Each student took on both a production and a performance role in this project, from design to publicity and stage management with a vision focussed by the dramatrugs and director. It was a thrilling, intense and thoroughly rewarding process.
“Outstanding Ensemble”- Richard Mayes, Tribune.
Upcoming Performances at The University of Auckland
The University of Auckland has a season of 5 postgraduate productions by MA students coming up in October, including work by Beth Kayes, Kayleigh Haworth, Anton Antsiferov and Rachel Longshaw-Park.
Flow, Create, Connect – Victor Rodger’s Latest Entity.

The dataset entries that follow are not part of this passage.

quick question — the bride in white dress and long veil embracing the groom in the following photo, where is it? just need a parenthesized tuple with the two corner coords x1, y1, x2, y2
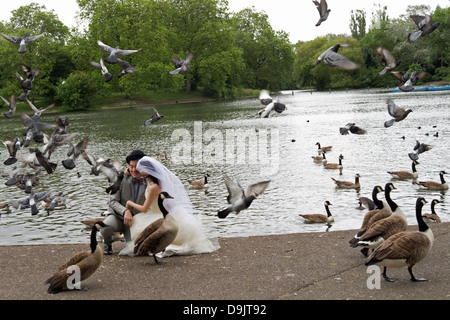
(119, 156, 219, 256)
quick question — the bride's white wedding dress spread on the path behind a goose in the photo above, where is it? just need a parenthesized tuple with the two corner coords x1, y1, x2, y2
(119, 184, 220, 257)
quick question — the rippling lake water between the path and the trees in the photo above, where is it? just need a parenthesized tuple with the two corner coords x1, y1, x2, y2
(0, 90, 450, 245)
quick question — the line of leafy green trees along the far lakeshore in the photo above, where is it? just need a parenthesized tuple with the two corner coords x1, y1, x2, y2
(0, 0, 450, 110)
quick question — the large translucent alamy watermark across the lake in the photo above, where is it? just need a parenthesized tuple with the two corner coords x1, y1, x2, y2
(171, 121, 280, 174)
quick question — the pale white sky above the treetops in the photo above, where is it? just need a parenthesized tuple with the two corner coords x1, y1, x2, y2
(0, 0, 450, 43)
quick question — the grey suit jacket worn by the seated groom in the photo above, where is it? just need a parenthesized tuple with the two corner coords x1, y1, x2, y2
(108, 174, 146, 220)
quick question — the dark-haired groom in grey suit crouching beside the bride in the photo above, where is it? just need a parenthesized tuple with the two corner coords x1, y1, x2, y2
(100, 150, 146, 255)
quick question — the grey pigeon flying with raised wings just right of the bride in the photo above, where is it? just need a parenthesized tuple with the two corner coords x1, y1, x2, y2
(217, 175, 270, 219)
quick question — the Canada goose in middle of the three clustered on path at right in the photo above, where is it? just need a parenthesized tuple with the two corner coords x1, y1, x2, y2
(351, 183, 408, 249)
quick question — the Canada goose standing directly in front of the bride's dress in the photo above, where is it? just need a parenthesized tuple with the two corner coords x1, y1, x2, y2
(134, 191, 178, 264)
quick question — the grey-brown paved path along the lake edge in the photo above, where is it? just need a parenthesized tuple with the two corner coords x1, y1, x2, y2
(0, 223, 450, 306)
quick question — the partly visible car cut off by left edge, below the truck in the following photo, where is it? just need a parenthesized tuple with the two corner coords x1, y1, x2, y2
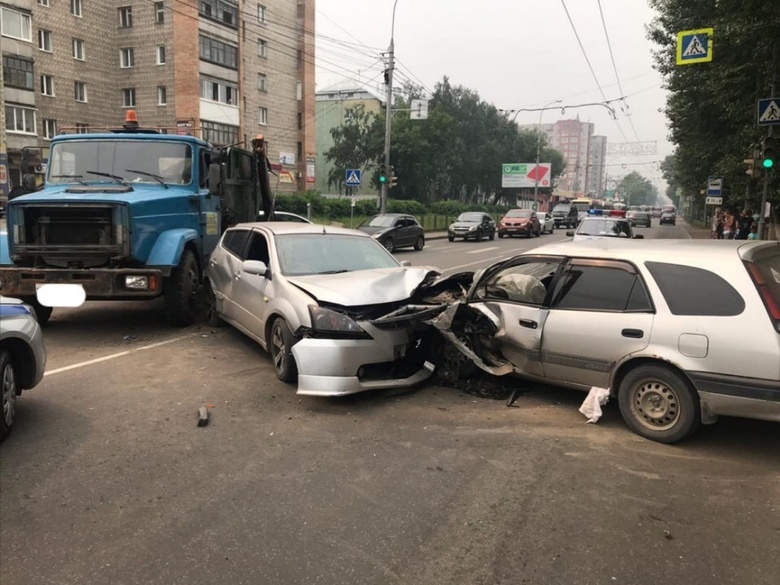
(0, 296, 46, 441)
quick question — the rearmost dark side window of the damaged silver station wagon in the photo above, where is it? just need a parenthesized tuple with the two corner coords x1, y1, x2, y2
(645, 262, 745, 317)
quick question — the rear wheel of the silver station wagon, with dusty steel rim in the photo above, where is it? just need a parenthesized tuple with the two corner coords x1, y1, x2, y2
(618, 365, 701, 443)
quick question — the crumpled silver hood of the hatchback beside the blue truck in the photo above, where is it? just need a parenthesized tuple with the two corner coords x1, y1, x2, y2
(287, 267, 440, 307)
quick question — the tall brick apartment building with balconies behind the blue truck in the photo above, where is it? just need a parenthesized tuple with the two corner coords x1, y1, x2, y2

Award-winning playwright and this years Robert Burns Fellow at the University of Otago, Victor Rodger, started monthly play readings in Auckland last year. These readings are of diverse plays that were mostly unproduced in New Zealand under the umbrella of his entity FCC (Flow, Create Connect). Calling on a combination of veterans and newcomers, the results have been threefold: to give diverse practitioners a chance to deal with well-written complex roles that they are generally not getting in mainstream productions; to expose audiences to these largely unfamiliar texts; and to ultimately stage some of these plays in professional productions. The readings began last year with John Kneubuhl’s Think of a Garden and have since included plays such as Sugar Mummies by Tanika Gupta, Yellow Face by David Henry Hwang and Barbecue by Robert O’Hara. There have also been readings in Sydney, Christchurch, Wellington and Dunedin. The first FCC reading to go on and receive a full production was Puzzy by Hawaiian-Filipina writer Kiki (co-written with Rodger). It debuted at The Basement this year to critical acclaim. The next FCC reading to go into full production will be Tusiata Avia’s Wild Dogs Under My Skirt at the Mangere Arts Centre next month. See the flyer below.
Wild Dogs Under My Skirt
ADSA Awards Update
NZ theatre scholars were well-represented at the ADSA awards this year. Nicola Hyland won the Marlis Thiersch Prize for the best published article or chapter for her article: “Beyoncé’s Response (eh?): Feeling in Ihi of Spontaneous Haka Performance in Aotearoa/New Zealand” in TDR: The Drama Review 59(1): 67 – 82. Marianne Schultz was given an honourable mention for her 2015 article: “A ‘Harmony of Frenzy’: Maori in Manhattan, 1909-10” in Theatre Journal 67(3): 445 – 464.
Ex-pat Diana Looser won the Rob Jordan Prize for Best Monograph for Remaking Pacific Pasts: History, Memory and Identity in Contemporary Theatre from Oceania Honolulu: University of Hawai’i Press 2014. Emma Willis was named runner up for Emma Willis, Theatricality, Dark Tourism and Ethical Spectatorship: Absent Others US and UK: Palgrave Macmillan 2014.
Recent Publications
Murray Edmond has an article in the forthcoming Journal of New Zealand Literature about playwriting in New Zealand from 1975 to 2000: ‘Not Much to Do Except Watch Each Other’s Lives Unfold: Playwriting 1975-2000 in Aotearoa.’